Ces quatre expériences de répétition automatique éclairent d’un jour intéressant le caractère que l’anesthésie présente chez certaines hystériques. Elles montrent, ce que l’on savait d’ailleurs, mais au moyen de faits moins frappants, que l’insensibilité hystérique ne supprime pas nécessairement la sensation, comme le fait une insensibilité de cause organique. Le mouvement imprimé par l’expérimentateur au membre anesthésique a été l’objet d’un enregistrement physiologique, puisqu’il a été reproduit par le sujet. Le mot inconscient, à première vue, semble convenir assez bien pour désigner cet ordre de phénomènes. Il y a eu, peut-on dire, dans les expériences précédentes, perception inconsciente du mouvement passif, du mouvement réflexe, de la contraction faradique, du mouvement graphique ; il y a eu ensuite mémoire inconsciente de ces diverses sensations musculaires (kinesthétiques de Bastian)[1], et enfin production inconsciente des mêmes mouvements.
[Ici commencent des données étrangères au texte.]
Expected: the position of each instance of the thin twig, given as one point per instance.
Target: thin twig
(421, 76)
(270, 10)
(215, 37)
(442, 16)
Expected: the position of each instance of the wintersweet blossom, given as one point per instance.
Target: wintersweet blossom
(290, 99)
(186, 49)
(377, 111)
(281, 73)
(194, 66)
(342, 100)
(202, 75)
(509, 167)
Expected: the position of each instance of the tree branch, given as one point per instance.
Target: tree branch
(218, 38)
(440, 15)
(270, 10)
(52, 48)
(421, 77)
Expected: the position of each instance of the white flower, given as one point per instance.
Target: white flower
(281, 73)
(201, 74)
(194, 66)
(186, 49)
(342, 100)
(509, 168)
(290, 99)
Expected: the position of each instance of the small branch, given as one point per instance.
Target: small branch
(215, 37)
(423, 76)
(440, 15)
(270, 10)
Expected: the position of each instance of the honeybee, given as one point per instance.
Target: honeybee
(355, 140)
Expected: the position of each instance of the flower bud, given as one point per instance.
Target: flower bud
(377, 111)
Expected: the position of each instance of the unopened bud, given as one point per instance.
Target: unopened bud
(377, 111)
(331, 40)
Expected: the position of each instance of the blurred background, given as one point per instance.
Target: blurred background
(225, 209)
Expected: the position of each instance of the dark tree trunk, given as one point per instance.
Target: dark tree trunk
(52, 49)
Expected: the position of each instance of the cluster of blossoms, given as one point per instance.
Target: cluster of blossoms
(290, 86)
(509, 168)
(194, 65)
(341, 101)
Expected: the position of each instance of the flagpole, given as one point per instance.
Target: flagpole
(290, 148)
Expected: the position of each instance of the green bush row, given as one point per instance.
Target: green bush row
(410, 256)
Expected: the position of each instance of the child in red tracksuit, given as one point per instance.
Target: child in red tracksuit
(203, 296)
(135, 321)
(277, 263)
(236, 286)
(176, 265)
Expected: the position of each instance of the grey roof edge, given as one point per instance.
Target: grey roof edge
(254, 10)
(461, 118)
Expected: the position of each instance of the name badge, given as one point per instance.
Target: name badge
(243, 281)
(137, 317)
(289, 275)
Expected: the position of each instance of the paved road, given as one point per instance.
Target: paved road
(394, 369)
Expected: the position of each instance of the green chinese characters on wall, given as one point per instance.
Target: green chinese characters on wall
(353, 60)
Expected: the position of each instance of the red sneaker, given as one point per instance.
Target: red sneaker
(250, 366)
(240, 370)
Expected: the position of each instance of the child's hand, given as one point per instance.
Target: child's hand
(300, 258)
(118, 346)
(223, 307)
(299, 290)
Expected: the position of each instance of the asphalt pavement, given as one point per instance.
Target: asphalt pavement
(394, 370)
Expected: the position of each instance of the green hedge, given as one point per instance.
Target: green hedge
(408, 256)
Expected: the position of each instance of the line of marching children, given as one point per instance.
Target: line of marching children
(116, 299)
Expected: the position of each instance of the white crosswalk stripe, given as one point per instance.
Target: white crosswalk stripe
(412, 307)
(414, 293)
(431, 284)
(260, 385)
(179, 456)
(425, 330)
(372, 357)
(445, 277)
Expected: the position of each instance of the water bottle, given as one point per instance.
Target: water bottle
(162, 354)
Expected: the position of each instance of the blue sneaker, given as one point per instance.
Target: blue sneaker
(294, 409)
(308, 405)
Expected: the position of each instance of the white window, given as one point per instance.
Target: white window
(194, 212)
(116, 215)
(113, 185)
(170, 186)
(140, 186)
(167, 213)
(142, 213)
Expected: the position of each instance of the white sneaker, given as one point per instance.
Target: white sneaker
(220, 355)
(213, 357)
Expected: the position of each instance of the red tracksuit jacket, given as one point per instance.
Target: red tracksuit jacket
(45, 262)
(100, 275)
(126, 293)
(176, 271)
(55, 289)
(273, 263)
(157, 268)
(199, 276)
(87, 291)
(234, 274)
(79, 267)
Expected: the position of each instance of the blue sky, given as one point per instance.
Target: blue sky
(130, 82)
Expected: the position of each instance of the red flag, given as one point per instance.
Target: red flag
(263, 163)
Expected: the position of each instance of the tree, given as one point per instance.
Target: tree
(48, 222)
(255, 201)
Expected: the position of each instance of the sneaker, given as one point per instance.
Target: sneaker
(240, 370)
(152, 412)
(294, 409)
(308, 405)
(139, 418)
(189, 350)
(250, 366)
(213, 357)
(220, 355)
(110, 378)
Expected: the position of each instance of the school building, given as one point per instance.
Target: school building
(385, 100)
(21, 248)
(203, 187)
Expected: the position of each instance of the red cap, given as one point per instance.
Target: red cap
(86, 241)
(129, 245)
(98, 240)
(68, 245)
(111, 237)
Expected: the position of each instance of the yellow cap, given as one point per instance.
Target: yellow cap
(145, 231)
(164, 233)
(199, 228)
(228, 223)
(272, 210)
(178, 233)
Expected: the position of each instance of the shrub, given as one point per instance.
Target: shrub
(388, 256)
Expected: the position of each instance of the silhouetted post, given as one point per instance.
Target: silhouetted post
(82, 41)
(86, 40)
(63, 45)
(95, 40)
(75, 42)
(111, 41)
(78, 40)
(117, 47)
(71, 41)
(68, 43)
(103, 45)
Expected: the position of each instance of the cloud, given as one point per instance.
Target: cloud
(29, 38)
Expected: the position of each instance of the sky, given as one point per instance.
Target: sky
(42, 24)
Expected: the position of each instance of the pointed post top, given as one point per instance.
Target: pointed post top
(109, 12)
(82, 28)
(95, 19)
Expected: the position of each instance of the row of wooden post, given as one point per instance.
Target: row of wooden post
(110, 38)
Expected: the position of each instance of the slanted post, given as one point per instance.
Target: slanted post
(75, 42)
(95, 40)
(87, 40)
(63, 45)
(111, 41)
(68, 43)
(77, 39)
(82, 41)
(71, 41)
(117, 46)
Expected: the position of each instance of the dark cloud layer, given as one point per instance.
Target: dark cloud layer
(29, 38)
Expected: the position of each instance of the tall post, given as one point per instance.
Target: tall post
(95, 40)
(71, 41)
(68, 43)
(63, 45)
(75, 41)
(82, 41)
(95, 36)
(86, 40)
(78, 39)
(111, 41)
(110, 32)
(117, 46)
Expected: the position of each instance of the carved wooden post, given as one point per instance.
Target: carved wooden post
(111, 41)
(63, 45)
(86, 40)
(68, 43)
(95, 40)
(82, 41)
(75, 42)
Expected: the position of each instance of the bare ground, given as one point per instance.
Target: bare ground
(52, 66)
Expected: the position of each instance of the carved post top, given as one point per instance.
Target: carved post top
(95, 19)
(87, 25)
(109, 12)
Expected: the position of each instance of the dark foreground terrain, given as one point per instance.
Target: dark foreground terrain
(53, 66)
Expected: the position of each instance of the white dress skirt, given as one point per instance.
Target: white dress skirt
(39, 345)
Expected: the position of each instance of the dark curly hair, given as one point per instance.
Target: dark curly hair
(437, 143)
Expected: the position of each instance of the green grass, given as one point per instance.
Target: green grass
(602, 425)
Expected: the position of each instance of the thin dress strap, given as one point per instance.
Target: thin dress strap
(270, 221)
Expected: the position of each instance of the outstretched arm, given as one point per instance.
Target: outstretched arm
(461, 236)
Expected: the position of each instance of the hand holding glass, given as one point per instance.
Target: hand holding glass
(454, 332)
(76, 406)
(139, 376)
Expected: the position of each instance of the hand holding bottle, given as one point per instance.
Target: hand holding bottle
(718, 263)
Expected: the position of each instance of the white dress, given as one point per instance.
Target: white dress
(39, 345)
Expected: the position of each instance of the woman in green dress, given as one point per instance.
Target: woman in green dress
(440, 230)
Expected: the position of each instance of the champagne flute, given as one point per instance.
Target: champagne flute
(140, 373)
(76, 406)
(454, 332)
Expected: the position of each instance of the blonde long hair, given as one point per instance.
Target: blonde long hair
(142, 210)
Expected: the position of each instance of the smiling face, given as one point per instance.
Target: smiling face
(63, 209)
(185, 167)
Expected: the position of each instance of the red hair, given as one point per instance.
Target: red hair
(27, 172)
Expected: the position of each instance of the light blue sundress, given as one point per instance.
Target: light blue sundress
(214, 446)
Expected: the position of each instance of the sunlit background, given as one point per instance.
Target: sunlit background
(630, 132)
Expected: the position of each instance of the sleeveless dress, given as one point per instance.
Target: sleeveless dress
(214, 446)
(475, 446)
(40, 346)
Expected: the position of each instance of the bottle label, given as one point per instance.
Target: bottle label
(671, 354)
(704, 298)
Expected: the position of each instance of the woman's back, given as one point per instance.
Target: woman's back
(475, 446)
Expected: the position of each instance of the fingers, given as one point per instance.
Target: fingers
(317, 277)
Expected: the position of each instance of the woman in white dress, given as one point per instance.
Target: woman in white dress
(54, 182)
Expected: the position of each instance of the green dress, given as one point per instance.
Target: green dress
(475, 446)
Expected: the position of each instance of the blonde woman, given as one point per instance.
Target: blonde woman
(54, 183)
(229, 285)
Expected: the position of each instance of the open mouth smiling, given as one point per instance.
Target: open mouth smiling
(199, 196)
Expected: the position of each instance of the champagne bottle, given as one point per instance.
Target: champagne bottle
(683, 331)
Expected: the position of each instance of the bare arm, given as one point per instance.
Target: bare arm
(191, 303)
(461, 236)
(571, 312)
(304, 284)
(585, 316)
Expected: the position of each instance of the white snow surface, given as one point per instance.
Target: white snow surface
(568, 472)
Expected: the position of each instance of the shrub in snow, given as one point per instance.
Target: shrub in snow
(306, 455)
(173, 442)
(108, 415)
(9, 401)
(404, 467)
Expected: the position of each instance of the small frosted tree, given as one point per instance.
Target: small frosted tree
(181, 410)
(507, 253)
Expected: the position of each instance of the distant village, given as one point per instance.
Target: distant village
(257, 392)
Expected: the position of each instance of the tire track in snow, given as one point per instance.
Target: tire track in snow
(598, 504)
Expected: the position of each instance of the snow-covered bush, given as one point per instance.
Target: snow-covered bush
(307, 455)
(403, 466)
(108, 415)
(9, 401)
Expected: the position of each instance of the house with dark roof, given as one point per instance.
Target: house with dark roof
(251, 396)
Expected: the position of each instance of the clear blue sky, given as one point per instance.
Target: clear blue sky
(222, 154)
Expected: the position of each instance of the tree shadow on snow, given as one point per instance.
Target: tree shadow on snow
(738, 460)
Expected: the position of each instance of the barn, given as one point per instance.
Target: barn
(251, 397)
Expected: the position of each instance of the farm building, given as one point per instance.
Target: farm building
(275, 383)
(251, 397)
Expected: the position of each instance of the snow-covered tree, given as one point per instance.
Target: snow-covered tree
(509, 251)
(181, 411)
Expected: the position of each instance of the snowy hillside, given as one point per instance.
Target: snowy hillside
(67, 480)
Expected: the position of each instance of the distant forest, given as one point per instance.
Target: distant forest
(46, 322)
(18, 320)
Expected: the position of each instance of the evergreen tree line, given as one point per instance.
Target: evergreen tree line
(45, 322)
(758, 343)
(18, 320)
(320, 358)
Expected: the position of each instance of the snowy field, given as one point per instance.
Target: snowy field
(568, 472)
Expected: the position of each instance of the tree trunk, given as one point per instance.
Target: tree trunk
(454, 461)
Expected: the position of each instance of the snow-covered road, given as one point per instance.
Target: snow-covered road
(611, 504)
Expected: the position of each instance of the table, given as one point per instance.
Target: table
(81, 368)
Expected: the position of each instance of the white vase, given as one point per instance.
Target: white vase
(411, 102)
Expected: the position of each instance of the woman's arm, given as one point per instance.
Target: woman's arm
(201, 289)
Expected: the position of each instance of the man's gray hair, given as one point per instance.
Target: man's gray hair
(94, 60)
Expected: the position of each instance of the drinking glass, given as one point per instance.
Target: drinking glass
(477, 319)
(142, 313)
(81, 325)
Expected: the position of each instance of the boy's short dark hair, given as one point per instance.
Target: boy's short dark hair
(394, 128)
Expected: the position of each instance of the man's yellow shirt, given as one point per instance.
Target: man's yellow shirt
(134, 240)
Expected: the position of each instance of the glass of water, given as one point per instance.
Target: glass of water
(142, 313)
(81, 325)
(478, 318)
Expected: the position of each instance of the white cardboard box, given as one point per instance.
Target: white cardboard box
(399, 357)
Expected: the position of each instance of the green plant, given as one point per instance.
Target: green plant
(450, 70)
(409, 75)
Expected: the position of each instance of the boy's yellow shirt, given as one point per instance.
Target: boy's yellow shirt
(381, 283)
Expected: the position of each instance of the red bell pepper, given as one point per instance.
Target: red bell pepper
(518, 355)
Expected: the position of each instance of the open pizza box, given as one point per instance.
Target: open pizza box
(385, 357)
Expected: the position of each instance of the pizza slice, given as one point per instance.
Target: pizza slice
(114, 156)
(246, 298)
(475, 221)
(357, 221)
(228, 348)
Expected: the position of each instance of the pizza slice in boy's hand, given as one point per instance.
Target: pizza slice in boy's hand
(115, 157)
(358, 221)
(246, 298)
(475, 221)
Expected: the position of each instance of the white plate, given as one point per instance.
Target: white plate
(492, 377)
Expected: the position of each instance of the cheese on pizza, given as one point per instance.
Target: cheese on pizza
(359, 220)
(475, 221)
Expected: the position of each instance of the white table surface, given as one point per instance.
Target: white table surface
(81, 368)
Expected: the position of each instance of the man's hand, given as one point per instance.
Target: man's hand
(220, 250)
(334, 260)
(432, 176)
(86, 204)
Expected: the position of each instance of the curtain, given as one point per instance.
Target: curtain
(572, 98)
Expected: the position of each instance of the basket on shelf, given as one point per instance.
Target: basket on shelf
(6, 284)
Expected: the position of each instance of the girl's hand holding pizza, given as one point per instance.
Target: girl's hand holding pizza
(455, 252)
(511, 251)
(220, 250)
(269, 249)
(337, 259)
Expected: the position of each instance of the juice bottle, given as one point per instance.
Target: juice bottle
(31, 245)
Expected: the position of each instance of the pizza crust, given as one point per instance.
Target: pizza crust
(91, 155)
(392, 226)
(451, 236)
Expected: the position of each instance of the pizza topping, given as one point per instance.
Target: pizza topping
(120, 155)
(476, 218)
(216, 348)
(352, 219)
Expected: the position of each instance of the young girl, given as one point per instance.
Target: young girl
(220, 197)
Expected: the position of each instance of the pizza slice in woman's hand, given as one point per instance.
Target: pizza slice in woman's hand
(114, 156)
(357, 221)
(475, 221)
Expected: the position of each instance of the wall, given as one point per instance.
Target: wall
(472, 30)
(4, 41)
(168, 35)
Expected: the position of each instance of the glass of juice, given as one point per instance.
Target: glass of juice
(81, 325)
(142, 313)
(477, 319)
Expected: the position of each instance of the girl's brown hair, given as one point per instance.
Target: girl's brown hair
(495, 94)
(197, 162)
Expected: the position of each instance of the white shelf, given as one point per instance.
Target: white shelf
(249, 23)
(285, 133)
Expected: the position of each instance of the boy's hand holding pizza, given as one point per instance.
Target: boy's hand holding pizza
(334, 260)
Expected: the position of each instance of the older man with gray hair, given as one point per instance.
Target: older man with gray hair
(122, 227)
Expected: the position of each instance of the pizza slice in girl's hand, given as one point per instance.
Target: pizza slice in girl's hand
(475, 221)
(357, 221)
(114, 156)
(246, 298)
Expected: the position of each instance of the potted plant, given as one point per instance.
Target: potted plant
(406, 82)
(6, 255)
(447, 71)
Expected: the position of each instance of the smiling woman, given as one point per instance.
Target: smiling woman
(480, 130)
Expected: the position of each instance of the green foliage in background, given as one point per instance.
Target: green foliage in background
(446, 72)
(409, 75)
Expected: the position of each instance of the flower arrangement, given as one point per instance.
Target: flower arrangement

D’autres expériences semblent nous obliger à élargir cette première interprétation. Ces expériences, fort nombreuses et fort variées, peuvent être réunies sous deux chefs principaux : 1o les mouvements inconscients d’adaptation dans le membre anesthésique. Il ne s’agit plus ici d’une simple répétition ; le membre anesthésique exécute des mouvements adaptés, en rapport avec l’excitation ; ainsi, lorsqu’on place dans la main anesthésique un dynamomètre, la main commence à serrer ; si l’on glisse un crayon dans la main du sujet, entre le pouce et l’index, ces deux doigts se rapprochent, les autres se fléchissent, et la main prend l’attitude voulue pour écrire. Tous ces mouvements se produisent, bien entendu, pendant que le sujet a les yeux fermés, ou pendant que la vue de son membre anesthésique lui est cachée par un écran ; 2o la spontanéité des mouvements de l’écriture. On observe chez beaucoup de malades que la

  1. À ce sujet, consulter notre article sur le Sens musculaire dans l’hystérie (Revue philosophique, 1888).